One unlockable mode for Shine that you gain early on is used heavily for solving the game’s puzzles and during boss encounters. Using a controlled shot, you can manipulate the direction and speed of a bullet as long as you are within the sphere of influence. If you are, you can trigger the bullet to fly in any direction at full speed. It does take a couple of attempts to get used to the mechanics, but just be careful to avoid the very edge of the playable area as it can stop registering.
As Rise isn’t able to take too much punishment before dying, a game like this needs the controls to be responsive. However, in some of the later stages, the mechanics don’t work as precise as I would have wanted. In particular, there is one minigame (yes, for some reason there is a town full of minigames) where you must shoot hoops with grenades. The longer you hold down the aiming button, the further out and straight your targeting arc will appear. Sadly, the grenades don’t respect the laser sight indicator and end up coming below the guideline. This makes it harder to judge the angle for perfect shots, especially against boss battles.
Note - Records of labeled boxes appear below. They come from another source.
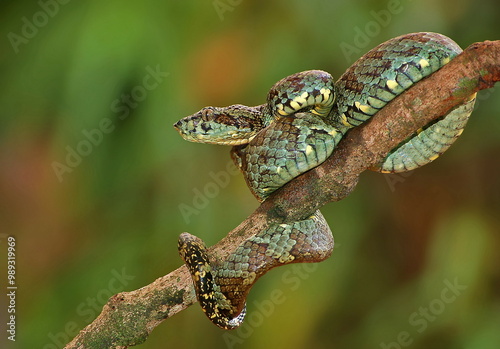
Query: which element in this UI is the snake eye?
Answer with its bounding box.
[201,108,214,121]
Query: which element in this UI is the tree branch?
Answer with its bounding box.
[66,41,500,348]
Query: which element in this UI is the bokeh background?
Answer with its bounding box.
[0,0,500,349]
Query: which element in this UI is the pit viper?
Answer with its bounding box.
[174,32,475,329]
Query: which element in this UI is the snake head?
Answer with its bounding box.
[174,104,266,145]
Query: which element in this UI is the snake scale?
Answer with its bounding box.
[174,32,475,329]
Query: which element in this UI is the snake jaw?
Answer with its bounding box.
[174,104,268,146]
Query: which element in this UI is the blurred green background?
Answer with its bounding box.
[0,0,500,349]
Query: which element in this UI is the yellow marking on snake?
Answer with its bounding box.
[340,113,352,127]
[306,145,314,155]
[276,103,288,116]
[354,101,370,114]
[290,100,302,110]
[290,92,309,106]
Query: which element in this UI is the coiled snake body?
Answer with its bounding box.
[174,33,475,329]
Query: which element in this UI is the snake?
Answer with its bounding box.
[174,32,475,329]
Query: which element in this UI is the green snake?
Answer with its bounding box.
[174,33,475,329]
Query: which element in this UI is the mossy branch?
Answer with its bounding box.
[66,41,500,349]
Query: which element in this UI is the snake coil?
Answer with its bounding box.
[174,32,475,329]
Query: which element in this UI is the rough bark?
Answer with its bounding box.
[66,41,500,348]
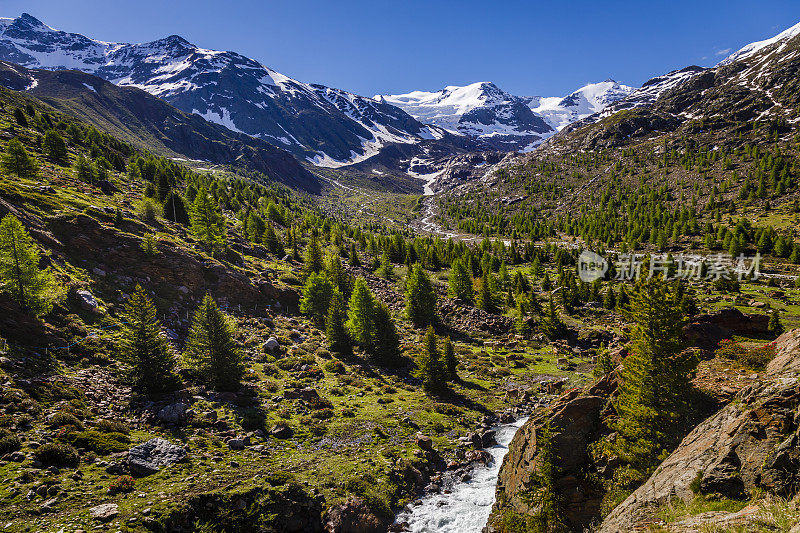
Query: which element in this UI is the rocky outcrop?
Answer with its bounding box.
[684,308,770,350]
[767,329,800,376]
[600,330,800,533]
[128,438,186,476]
[489,376,616,531]
[325,496,391,533]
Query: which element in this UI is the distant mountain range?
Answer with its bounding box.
[0,14,629,167]
[375,80,634,151]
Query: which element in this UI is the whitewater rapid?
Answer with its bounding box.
[395,418,527,533]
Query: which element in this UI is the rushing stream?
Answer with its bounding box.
[395,418,527,533]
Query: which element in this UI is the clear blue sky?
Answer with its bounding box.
[0,0,800,96]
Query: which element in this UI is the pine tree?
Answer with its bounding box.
[406,263,436,327]
[541,294,567,339]
[300,273,338,328]
[190,188,225,252]
[119,285,178,393]
[161,191,189,226]
[475,268,497,313]
[447,258,473,302]
[768,309,784,337]
[42,129,67,165]
[184,295,244,390]
[0,214,53,316]
[442,337,458,381]
[141,233,158,257]
[346,278,375,346]
[303,235,323,276]
[264,219,286,257]
[376,250,394,280]
[370,302,400,366]
[75,154,92,183]
[417,326,446,392]
[325,291,353,354]
[613,279,696,470]
[0,137,38,179]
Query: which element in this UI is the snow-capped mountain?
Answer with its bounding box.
[375,82,553,150]
[530,79,636,131]
[375,80,634,150]
[717,22,800,66]
[0,14,446,166]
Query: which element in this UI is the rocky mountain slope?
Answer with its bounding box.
[0,62,319,191]
[0,14,456,166]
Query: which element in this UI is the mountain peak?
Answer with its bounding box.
[14,13,50,29]
[717,22,800,66]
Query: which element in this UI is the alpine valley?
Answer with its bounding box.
[0,9,800,533]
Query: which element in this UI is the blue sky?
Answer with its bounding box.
[0,0,800,96]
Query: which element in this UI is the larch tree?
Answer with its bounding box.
[0,214,53,316]
[613,279,697,476]
[0,137,39,179]
[347,278,375,346]
[189,188,225,252]
[119,285,179,393]
[406,263,436,327]
[183,295,244,390]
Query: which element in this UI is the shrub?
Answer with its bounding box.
[0,429,21,455]
[108,476,135,494]
[33,442,79,466]
[322,359,346,374]
[50,411,83,429]
[68,429,131,455]
[95,420,131,435]
[136,198,158,224]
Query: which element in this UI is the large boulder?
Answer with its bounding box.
[767,328,800,376]
[325,496,390,533]
[490,389,608,531]
[128,437,186,476]
[684,307,769,350]
[600,376,800,533]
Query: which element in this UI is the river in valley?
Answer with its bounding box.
[395,418,527,533]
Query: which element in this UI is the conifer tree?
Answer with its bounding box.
[406,263,436,327]
[417,326,446,392]
[447,258,473,302]
[264,219,286,257]
[119,285,178,393]
[0,137,38,179]
[475,268,497,313]
[161,191,189,226]
[442,337,458,381]
[42,129,67,165]
[300,273,338,328]
[184,295,244,390]
[613,279,696,476]
[541,294,567,339]
[0,214,53,316]
[370,302,400,366]
[190,187,225,252]
[303,235,323,276]
[346,278,375,346]
[768,309,784,336]
[325,291,352,354]
[376,250,394,280]
[75,154,94,183]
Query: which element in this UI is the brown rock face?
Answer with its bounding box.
[490,390,607,531]
[767,329,800,376]
[600,330,800,533]
[684,308,769,350]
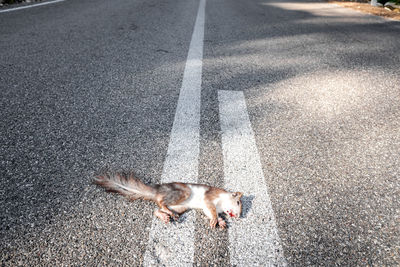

The bosses in Rise & Shine are enormous and require both accurate shooting and fast reflexes. With Rise being able to shoot enemy projectiles, the game showers the screen with bullets in an almost shoot ‘em up fashion. On top of that, there are certain time limits to the different stages of the boss fights. After depleting a health bar, if you miss triggering the next phase promptly, it will regain all of its health. I found it unclear on what needed to be done at times, and when combined with the difficulty spike during the last couple stages, it can be frustrating.
Rise & Shine is an enjoyable side-scrolling action game that perfectly blends the run and gun gameplay of past games with puzzle elements that make you think. The artwork is nothing short of spectacular and the sheer amount of nods to other franchises in the game will make you smile. The game can be completed in a handful of hours unless you become stuck on the final boss like I was, which added a couple more hours to my total. Upon completion, you can go back and find missing collectibles or try your hand at the Ironman mode. Besides a couple of puzzles that bring the game’s pacing down to a crawl, I thoroughly enjoyed everything from the gameplay to the atmosphere in Rise & Shine.
Note: The review for Rise & Shine is based on a digital Xbox One copy of the game, provided by the publisher.